HKÜ Bilgisayar Mühendisliği Araştırma Görevlisi Nihat Yılmaz Şimşek, projenin hayata geçirilme sürecini anlattı:

“Projeyi kedi, köpek, örümcek ve hamamböceği üzerinde çalıştık. Önce bu canlıların var olan modelleri üzerinden çalışmaya başlayarak bunların gerçekliğini artırdık. Ardından bu modellere koşma, havlama, uçma gibi animasyonlar ekleyerek hareket etmelerini sağladık. Son olarak da oyun motoru tekniği kullanarak, modellere kodlar yazdık. Bu sayede artırılmış gerçeklik kazandırmış olduk. Bir canlı türü için yaptığımız bu işlemler ortalama bir ayımız aldı.”

Prof. Dr. Türkay Dereli: HKÜ ekosisteminin bir ürünü

Projenin HKÜ İnovasyon Ekosistemi içinde yürütüldüğünü belirten Hasan Kalyoncu Üniversitesi Rektörü Prof. Dr. Türkay Dereli, “Üniversitemiz bünyesinde inovasyon alanında büyük altyapı yatırımları yapıldı. Alt yapı ve danışmanlık anlamında Türkiye’nin önde gelen merkezlerinden biri olduk.

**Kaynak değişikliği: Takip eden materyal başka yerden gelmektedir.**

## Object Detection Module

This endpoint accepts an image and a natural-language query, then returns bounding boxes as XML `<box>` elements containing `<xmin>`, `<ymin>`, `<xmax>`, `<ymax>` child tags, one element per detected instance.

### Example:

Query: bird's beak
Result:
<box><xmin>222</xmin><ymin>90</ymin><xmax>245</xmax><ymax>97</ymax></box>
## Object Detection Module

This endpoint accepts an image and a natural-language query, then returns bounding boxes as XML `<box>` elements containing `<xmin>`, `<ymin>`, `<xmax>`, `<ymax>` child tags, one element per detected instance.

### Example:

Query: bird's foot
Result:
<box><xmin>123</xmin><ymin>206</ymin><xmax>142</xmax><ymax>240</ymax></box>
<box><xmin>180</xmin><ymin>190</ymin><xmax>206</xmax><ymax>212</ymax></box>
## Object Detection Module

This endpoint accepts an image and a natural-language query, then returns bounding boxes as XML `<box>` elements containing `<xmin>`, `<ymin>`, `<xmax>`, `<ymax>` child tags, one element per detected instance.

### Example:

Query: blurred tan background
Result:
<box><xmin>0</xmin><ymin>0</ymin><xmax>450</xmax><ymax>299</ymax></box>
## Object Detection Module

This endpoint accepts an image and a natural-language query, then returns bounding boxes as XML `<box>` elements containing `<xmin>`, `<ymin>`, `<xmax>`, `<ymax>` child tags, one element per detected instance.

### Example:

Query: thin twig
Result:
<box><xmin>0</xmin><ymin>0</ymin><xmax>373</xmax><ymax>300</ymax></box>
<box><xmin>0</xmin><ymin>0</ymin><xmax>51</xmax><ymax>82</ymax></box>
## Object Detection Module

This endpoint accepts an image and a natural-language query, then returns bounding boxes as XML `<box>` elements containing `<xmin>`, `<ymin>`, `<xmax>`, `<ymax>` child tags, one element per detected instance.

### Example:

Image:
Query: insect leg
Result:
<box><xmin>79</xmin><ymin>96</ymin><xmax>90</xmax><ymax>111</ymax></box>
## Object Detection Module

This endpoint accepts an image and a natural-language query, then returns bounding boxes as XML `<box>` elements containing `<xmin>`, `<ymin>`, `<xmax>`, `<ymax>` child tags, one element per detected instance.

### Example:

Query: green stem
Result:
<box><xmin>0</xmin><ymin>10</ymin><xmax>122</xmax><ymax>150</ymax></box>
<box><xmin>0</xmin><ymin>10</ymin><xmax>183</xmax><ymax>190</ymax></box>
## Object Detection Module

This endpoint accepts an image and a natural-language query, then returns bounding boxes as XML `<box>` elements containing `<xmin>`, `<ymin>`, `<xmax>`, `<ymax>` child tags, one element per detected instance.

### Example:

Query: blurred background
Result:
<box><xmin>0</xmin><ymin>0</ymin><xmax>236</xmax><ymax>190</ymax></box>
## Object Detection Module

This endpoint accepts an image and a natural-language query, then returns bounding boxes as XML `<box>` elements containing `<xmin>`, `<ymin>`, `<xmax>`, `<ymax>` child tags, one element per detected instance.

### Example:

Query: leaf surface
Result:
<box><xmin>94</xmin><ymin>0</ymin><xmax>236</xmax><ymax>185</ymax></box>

Phobiar çalışmamız ise akademik ortamın desteği ile bir soruna çözüm üreten projelerimiz arasında yer alıyor. Bu proje psikoloji ile bilgisayar mühendisliği olmak üzere iki farklı bilim dalında uzmanlaşan akademisyenlerimizin öncülüğünde yürütülüyor ve TÜBİTAK tarafından destekleniyor. Projenin HKÜ, Yıldız Teknik Üniversitesi, İTÜ ve Gebze Teknik Üniversitesi tarafından ortaklaşa açılan silikon vadisi olarak bilinen Palo Alto’daki merkezimize de göndererek yatırımcı bulma fırsatı var. HKÜ bünyesinde kurulan sistem içinde yeşeren bir proje olarak diğer çalışmalara da ışık olacağına inanıyorum” dedi.

HKÜ ülkemize gurur veren bir bilgi ve teknoloji üretim merkezi olacak”

HKÜ’nün Türkiye’nin gurur duyduğu bir bilgi ve teknoloji üretim merkezi olacağını söyleyen Hasan Kalyoncu Üniversitesi (HKÜ) Mütevelli Heyeti Başkanı Cemal Kalyoncu,  “1940’lı yıllarda babamızın Gaziantep’te başladığı ticari faaliyete merhum ağabeyim Hasan Kalyoncu ile birlikte devam ettik ve aradan geçen süre içinde Kalyon Holding’i dünya ile rekabet eder hale getirdik. Kendi insanımıza değer vererek, yapılamaz denilen projeleri hayata geçiren, global şirketlere karşı ipi göğüsleyen bir marka haline getirdik. Türk insanına fırsat tanındığında imkansızı bile gerçekleştirebileceğine inandık. İşte bu düşünce ile gençlerimizi dünya ile rekabette daha donanımlı hale getirmek, kurdukları hayallerin peşinde koşarken yere daha sağlam adımlarla basmaları için üniversitemizi kurarak tüm imkanlarımızı seferber ettik. Gençlerimizin ufuklarını açmak, kafalarında oluşan sınırları kaldırmak için elimizden geleni yaptık. Hatta hayal gibi görünen ABD’nin silikon vadisine ofis bile açarak Gaziantep’ten Palo Alto’ya bir köprü kurduk. Vizyonu geniş gençlerimiz, ay yıldızlı bayrağımız altında, kendi topraklarında Türkiye’nin geleceğini inşa edebilsinler” diye konuştu.